Sabine Hall, one of the ancestral homes of the Carters, is situated in Richmond County near Warsaw, the county seat. Its private road leaves the highway shortly before reaching Warsaw and winds for a mile through the woods to the lodge.

The woods adjoining the lawn are composed entirely of native trees, mainly oak and hickory, some of the oaks by their size evidencing great age. The lawn contains many native trees, but the presence of mulberry, Ailanthus, aspen, English elms, linden and other foreign varieties prove that the former owners of Sabine Hall, yielding to the urge of fashion from time to time, introduced trees that in many instances proved far inferior to those of native growth.

Sabine Hall was built by Robert (King) Carter of Corotoman, for his son Landon, in 1730. It is situated on the hills a mile from the Rappahannock, commanding an extensive view of the river and overlooking most of the cultivated area of the four-thousand-acre estate. The house fronts the lawn, and has in the rear a terraced garden laid out by an English gardener when the house was built. The garden extends in five terraces from the top of the hill to the level of the fields below. The first and second levels are devoted exclusively to flowers, and on the eastern side of the second level is a large box hedge of unknown age dividing the flower garden from a portion of the vegetable garden.

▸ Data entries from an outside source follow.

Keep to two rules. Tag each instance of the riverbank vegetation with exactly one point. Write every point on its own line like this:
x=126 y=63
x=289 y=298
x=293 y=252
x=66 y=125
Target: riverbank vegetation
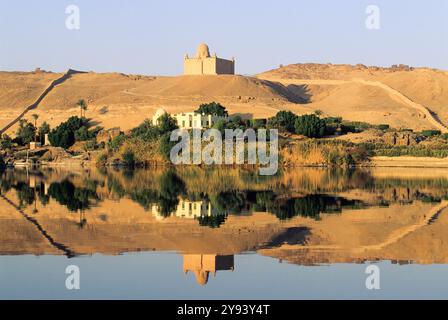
x=306 y=140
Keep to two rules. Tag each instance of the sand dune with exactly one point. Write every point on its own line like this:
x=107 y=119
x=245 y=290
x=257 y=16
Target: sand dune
x=401 y=97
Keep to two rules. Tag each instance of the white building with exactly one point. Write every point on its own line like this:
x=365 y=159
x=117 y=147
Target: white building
x=191 y=120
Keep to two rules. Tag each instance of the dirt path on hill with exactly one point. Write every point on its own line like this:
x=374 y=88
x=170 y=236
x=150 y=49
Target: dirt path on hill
x=33 y=106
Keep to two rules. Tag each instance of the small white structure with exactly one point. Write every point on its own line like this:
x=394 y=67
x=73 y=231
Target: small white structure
x=194 y=120
x=190 y=120
x=160 y=112
x=35 y=145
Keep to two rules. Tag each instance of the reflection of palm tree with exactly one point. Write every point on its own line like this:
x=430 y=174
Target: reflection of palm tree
x=82 y=220
x=82 y=106
x=35 y=202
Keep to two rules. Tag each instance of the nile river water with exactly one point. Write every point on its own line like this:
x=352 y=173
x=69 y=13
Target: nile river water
x=224 y=234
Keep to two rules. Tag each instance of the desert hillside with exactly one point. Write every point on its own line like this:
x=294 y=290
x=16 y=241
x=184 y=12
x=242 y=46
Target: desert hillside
x=402 y=97
x=397 y=96
x=126 y=100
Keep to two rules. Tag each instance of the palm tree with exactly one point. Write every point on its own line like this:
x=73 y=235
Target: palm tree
x=82 y=106
x=35 y=117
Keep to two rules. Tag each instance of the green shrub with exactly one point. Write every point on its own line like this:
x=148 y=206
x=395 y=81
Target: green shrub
x=64 y=134
x=116 y=143
x=43 y=130
x=431 y=133
x=26 y=132
x=258 y=123
x=90 y=145
x=166 y=145
x=213 y=108
x=5 y=142
x=129 y=158
x=284 y=120
x=310 y=126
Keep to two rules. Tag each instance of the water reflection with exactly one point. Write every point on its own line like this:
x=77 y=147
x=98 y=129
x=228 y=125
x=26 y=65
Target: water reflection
x=307 y=217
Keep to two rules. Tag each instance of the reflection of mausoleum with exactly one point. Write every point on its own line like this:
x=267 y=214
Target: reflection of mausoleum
x=202 y=264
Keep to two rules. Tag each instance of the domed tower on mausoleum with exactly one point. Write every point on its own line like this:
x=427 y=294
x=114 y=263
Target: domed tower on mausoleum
x=204 y=64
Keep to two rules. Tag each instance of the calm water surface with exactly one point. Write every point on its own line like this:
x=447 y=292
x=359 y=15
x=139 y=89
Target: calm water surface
x=223 y=234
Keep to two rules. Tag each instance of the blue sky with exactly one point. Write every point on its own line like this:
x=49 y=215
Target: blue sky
x=152 y=37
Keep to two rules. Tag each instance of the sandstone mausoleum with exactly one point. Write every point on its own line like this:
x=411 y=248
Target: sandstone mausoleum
x=204 y=64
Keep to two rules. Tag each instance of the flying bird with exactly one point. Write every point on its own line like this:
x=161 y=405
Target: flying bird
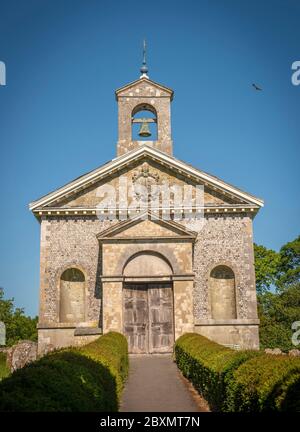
x=256 y=87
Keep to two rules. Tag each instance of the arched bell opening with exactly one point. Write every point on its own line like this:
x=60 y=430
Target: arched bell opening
x=144 y=123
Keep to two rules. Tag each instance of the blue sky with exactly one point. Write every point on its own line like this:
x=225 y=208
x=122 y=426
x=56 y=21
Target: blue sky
x=58 y=115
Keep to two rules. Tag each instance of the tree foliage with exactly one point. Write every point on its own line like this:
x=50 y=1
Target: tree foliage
x=278 y=289
x=267 y=264
x=18 y=325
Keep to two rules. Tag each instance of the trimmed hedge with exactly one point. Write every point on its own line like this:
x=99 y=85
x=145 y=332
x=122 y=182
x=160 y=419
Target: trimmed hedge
x=238 y=380
x=267 y=383
x=90 y=378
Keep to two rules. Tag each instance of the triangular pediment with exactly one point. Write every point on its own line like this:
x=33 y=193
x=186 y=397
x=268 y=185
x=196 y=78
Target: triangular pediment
x=144 y=87
x=147 y=225
x=83 y=193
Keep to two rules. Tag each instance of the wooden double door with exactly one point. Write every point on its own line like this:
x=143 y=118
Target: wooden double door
x=148 y=317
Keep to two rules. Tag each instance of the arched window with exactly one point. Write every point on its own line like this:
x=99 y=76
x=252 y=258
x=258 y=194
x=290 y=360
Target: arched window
x=222 y=293
x=72 y=289
x=144 y=123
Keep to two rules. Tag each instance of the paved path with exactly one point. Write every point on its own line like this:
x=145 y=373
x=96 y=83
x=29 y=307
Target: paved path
x=155 y=384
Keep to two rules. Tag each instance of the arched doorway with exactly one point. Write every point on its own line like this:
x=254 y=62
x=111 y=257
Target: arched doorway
x=148 y=306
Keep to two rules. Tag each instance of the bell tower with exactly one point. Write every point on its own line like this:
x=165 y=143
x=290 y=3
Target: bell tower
x=144 y=114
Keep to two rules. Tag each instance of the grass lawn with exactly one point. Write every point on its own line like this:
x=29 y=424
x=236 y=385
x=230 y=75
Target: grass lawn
x=4 y=372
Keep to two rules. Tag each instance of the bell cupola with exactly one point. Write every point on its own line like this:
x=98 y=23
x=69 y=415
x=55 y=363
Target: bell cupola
x=144 y=114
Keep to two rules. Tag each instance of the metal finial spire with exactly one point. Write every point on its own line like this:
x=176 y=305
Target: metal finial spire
x=144 y=68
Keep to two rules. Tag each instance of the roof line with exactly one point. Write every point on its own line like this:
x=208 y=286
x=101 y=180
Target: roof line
x=123 y=159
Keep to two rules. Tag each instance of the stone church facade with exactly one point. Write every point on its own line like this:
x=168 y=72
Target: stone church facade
x=150 y=273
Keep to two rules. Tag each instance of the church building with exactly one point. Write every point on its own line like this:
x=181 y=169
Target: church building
x=146 y=245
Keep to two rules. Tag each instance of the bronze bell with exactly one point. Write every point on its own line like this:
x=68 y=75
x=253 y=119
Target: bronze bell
x=144 y=129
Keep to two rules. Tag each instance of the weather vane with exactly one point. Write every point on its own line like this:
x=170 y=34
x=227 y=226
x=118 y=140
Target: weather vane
x=144 y=68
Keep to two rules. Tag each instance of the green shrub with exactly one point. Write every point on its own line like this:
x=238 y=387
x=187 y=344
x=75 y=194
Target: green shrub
x=239 y=380
x=209 y=366
x=267 y=383
x=4 y=371
x=74 y=379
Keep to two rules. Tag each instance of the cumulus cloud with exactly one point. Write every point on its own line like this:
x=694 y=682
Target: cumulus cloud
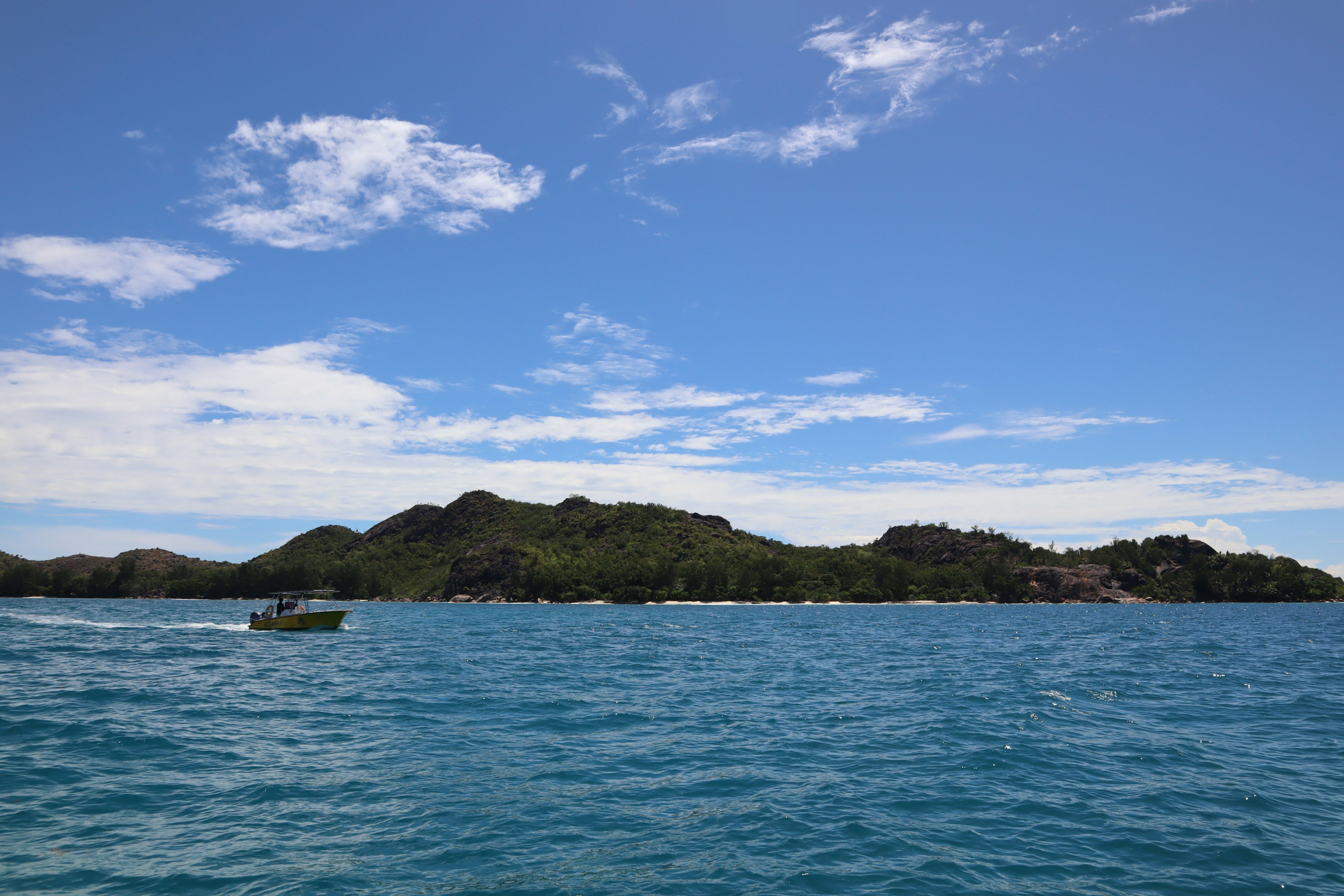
x=1156 y=15
x=1034 y=426
x=132 y=271
x=839 y=378
x=295 y=432
x=894 y=69
x=612 y=351
x=689 y=107
x=328 y=183
x=1216 y=534
x=631 y=399
x=1058 y=41
x=427 y=385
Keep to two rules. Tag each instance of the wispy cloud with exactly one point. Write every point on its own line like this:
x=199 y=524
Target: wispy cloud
x=612 y=70
x=132 y=271
x=612 y=351
x=631 y=399
x=898 y=66
x=1156 y=15
x=1033 y=426
x=788 y=413
x=295 y=432
x=839 y=378
x=328 y=183
x=1057 y=42
x=687 y=107
x=1216 y=534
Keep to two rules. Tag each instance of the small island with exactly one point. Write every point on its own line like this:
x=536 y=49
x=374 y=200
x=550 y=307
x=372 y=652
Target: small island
x=483 y=548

The main house and the wings are of brick. The main building is of Georgian architecture, having a front portico the pediment of which is supported by four large cypress columns. The walls are massive, and the cellar, beneath the entire house, is divided by brick partition walls extending to the roof. Entrance is made through heavy doors into a broad hall, which runs from front to rear and opens through similar doors on to a covered porch which extends along the entire rear of the main building. Over the entrance to a side hall is an arch through which one passes to a beautiful, hand-carved staircase. The halls, as well as the parlor, dining room and most of the bedrooms, are wainscoted from floor to ceiling.

On the left of the main hall hangs one of the few known portraits of “King” Carter, and on the walls opposite are portraits of two of the three wives of his son, Landon. In the library is a fine portrait of Landon Carter. There are also portraits of his third wife and all, save one, of the other Carter owners of Sabine Hall.

Robert Wormeley Carter, the last of the name, died in 1861, leaving no son. By his will he gave Sabine Hall to his oldest grandson, Robert Carter Wellford, son of his daughter Elizabeth Landon, who married Dr. A. N. Wellford of Fredericksburg. After his death, in 1919, Sabine Hall passed, after a life estate to his widow, Elizabeth Harrison, to his two sons, Armistead Nelson Wellford and William Harrison Wellford, the present owners.